A feast of friends alive she cried,
waiting for me outside.
Before I sink into the big sleep
I want to hear, I want to hear
the scream of the butterfly.
(Jim Morrison in “When The Music’s Over”)
A face que me olha do outro lado do espelho, não a reconheço.
Pensando bem, nunca a reconheci, apenas habituei-me com o passar do tempo a identificá-la como sendo eu. Por vezes esqueço-me dela no acordar ensonado e fico parado em frente ao espelho à espera que o mundo, neste caso o meu mundo se componha, como um puzzle cujas peças são bocados de realidades distintas e nem sempre vividas.
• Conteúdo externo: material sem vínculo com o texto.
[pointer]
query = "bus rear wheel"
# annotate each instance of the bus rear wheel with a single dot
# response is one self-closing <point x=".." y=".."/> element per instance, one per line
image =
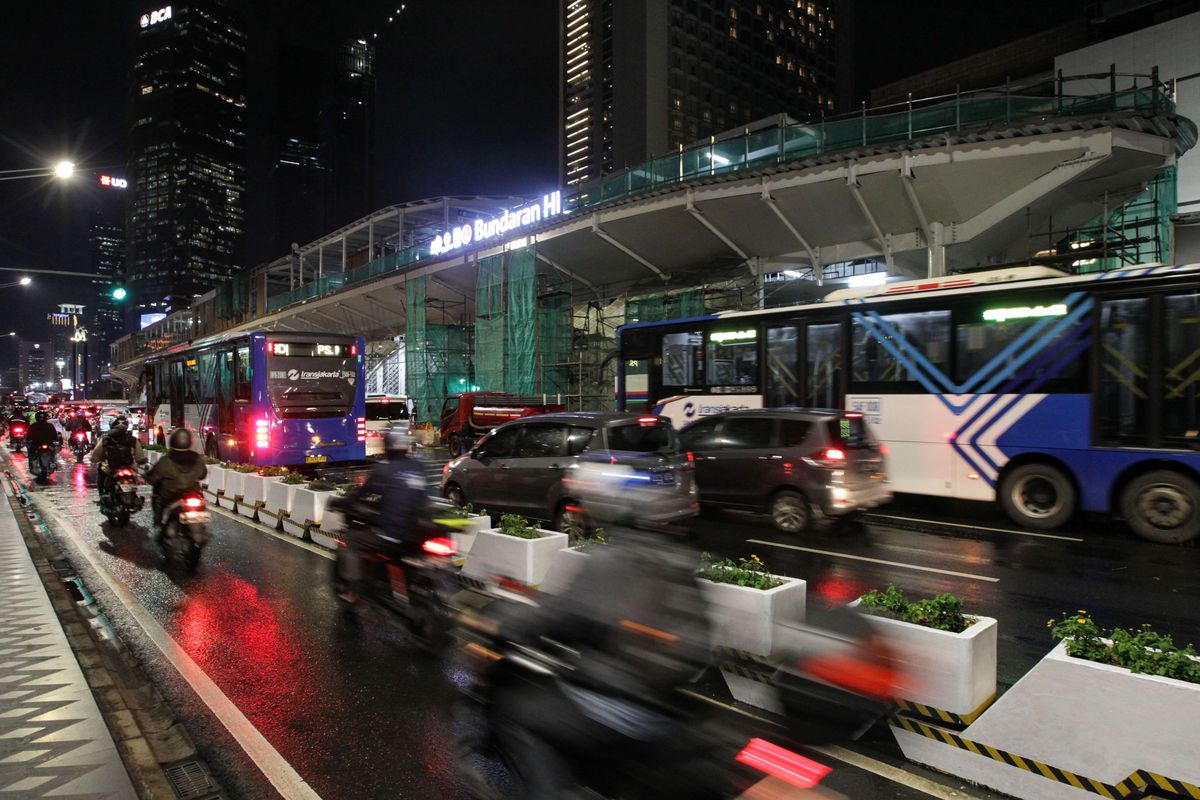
<point x="1038" y="495"/>
<point x="1163" y="506"/>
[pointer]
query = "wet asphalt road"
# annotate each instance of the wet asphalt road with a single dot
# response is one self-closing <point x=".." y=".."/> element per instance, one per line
<point x="361" y="714"/>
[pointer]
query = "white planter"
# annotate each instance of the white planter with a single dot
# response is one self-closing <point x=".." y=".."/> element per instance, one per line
<point x="1095" y="720"/>
<point x="750" y="620"/>
<point x="567" y="565"/>
<point x="952" y="672"/>
<point x="233" y="488"/>
<point x="527" y="560"/>
<point x="215" y="480"/>
<point x="279" y="499"/>
<point x="465" y="537"/>
<point x="307" y="509"/>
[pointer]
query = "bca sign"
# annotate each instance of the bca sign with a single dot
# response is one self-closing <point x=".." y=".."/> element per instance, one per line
<point x="156" y="17"/>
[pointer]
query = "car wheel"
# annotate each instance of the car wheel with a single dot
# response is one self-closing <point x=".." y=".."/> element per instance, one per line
<point x="790" y="512"/>
<point x="455" y="494"/>
<point x="1038" y="495"/>
<point x="1163" y="506"/>
<point x="570" y="522"/>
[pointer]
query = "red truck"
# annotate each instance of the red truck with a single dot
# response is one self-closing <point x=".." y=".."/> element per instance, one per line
<point x="469" y="415"/>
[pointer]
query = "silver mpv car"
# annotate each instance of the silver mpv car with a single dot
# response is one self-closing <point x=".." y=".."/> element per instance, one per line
<point x="519" y="468"/>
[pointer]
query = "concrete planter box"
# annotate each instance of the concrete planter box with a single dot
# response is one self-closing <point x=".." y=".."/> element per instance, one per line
<point x="279" y="501"/>
<point x="1095" y="720"/>
<point x="234" y="481"/>
<point x="749" y="620"/>
<point x="465" y="537"/>
<point x="952" y="672"/>
<point x="215" y="481"/>
<point x="567" y="565"/>
<point x="527" y="560"/>
<point x="253" y="492"/>
<point x="307" y="509"/>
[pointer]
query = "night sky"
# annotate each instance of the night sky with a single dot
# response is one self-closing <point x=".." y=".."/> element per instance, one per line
<point x="467" y="100"/>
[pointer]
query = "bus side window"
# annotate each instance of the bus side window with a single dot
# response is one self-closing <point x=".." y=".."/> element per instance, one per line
<point x="241" y="374"/>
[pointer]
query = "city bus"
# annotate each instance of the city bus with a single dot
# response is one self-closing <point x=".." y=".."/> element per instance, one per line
<point x="1044" y="391"/>
<point x="263" y="398"/>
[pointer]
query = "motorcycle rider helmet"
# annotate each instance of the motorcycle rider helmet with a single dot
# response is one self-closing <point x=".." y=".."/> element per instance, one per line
<point x="397" y="441"/>
<point x="180" y="439"/>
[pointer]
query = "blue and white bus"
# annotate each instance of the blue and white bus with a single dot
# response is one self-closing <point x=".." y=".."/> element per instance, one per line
<point x="263" y="398"/>
<point x="1045" y="391"/>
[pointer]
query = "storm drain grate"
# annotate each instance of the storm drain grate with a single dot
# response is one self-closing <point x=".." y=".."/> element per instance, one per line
<point x="190" y="780"/>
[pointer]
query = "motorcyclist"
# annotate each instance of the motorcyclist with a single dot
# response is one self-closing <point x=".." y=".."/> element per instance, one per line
<point x="397" y="487"/>
<point x="115" y="449"/>
<point x="178" y="471"/>
<point x="637" y="624"/>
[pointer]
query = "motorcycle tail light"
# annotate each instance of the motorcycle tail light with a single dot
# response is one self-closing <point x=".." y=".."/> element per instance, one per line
<point x="784" y="764"/>
<point x="439" y="546"/>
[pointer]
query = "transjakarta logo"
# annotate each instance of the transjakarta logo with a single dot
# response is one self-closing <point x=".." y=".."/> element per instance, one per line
<point x="156" y="17"/>
<point x="509" y="222"/>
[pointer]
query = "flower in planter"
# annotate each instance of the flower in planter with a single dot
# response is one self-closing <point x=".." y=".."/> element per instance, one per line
<point x="514" y="524"/>
<point x="749" y="572"/>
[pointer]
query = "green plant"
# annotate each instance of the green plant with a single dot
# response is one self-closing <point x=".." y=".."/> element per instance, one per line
<point x="1143" y="650"/>
<point x="514" y="524"/>
<point x="749" y="572"/>
<point x="943" y="612"/>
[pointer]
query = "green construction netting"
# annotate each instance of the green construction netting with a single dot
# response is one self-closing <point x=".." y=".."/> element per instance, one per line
<point x="520" y="340"/>
<point x="490" y="334"/>
<point x="553" y="343"/>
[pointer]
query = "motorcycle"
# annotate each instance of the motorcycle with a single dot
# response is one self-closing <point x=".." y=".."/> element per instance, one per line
<point x="184" y="529"/>
<point x="17" y="437"/>
<point x="409" y="588"/>
<point x="120" y="500"/>
<point x="79" y="445"/>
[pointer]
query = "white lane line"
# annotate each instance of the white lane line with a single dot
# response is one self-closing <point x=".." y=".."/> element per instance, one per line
<point x="863" y="558"/>
<point x="894" y="774"/>
<point x="957" y="524"/>
<point x="277" y="770"/>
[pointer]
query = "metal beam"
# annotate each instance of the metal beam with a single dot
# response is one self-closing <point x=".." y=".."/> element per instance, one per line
<point x="603" y="234"/>
<point x="856" y="192"/>
<point x="577" y="278"/>
<point x="700" y="217"/>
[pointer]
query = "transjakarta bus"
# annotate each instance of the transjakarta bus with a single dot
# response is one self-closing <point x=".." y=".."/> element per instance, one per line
<point x="1045" y="391"/>
<point x="263" y="398"/>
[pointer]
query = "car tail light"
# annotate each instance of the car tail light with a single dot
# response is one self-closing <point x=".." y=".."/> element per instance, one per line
<point x="784" y="764"/>
<point x="439" y="546"/>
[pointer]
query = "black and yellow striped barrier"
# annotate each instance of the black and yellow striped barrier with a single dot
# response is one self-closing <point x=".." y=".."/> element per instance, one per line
<point x="1139" y="785"/>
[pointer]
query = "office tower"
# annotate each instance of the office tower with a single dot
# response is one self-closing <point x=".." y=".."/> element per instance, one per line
<point x="640" y="78"/>
<point x="186" y="167"/>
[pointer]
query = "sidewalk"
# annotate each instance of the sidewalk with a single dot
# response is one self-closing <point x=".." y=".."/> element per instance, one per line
<point x="53" y="738"/>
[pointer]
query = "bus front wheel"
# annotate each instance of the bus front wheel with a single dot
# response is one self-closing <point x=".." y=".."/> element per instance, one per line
<point x="1038" y="495"/>
<point x="1163" y="506"/>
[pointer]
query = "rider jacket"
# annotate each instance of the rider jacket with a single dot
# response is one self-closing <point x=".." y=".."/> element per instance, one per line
<point x="42" y="433"/>
<point x="177" y="473"/>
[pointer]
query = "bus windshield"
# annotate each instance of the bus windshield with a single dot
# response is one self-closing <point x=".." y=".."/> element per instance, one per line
<point x="311" y="386"/>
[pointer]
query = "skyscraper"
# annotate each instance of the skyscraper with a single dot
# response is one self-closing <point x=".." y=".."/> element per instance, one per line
<point x="187" y="164"/>
<point x="639" y="78"/>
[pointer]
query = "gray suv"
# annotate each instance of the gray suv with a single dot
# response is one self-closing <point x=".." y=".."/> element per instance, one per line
<point x="791" y="463"/>
<point x="519" y="468"/>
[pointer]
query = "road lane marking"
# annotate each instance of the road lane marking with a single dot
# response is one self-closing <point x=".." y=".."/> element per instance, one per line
<point x="863" y="558"/>
<point x="274" y="767"/>
<point x="997" y="530"/>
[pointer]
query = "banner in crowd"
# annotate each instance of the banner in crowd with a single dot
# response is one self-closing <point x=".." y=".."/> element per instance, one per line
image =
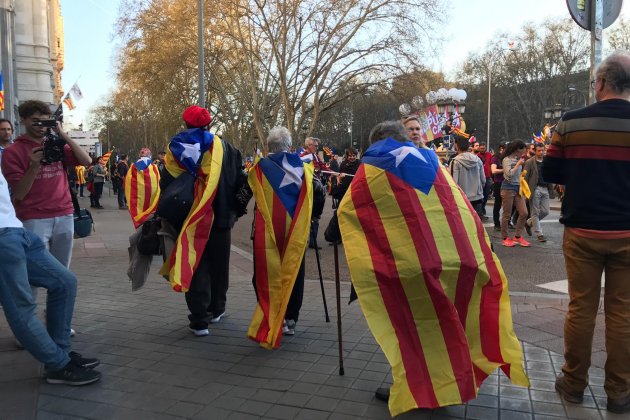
<point x="432" y="122"/>
<point x="433" y="293"/>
Sempre me habituei a conviver com o outro, a partilhar o mesmo espaço e o mesmo sono. O sonho nunca foi partilhado, era vivido separadamente, mas o mais curioso era que cada um sonhava o outro. Alternadamente, até ao dia em que o outro, o da face que me olha do outro lado do espelho, não acordou do sonho em que me sonhava.
Foi o dia em que deixei de ter sonhos, em que deixei de o sonhar. Devia ter deixado de existir, o outro, mas não, sei que está por aí. Além de o ver do outro lado do espelho, pressinto-o na sombra do meio-dia, ou no vulto silencioso que me fecha os olhos de sono à noite.
Às vezes gostava que ele, o outro, acordasse do sonho de sonhar-me, e vivesse por uns tempos o meu sonho a sonhá-lo. Sonhar que era o outro, o que me olha do outro lado do espelho. Será que me reconheceria então, a ver-me do lado de lá?, ou também acharia estranha a minha própria face. Provavelmente assim seria. Ao ser o outro, a sonhar ser o outro, tornar-me-ia o outro de mim mesmo e não me reconheceria também.
Às vezes procuro-o nos silêncios, procuro ouvi-lo a respirar e quase que consigo. Ou então tocar-lhe no escuro, roçar ao de leve o seu corpo e ficar arrepiado com o quase contacto. Sei que um dia o vou encontrar, frente a frente. Se não enlouquecer, será o dia em que escutarei pela primeira e última vez, o grito da borboleta.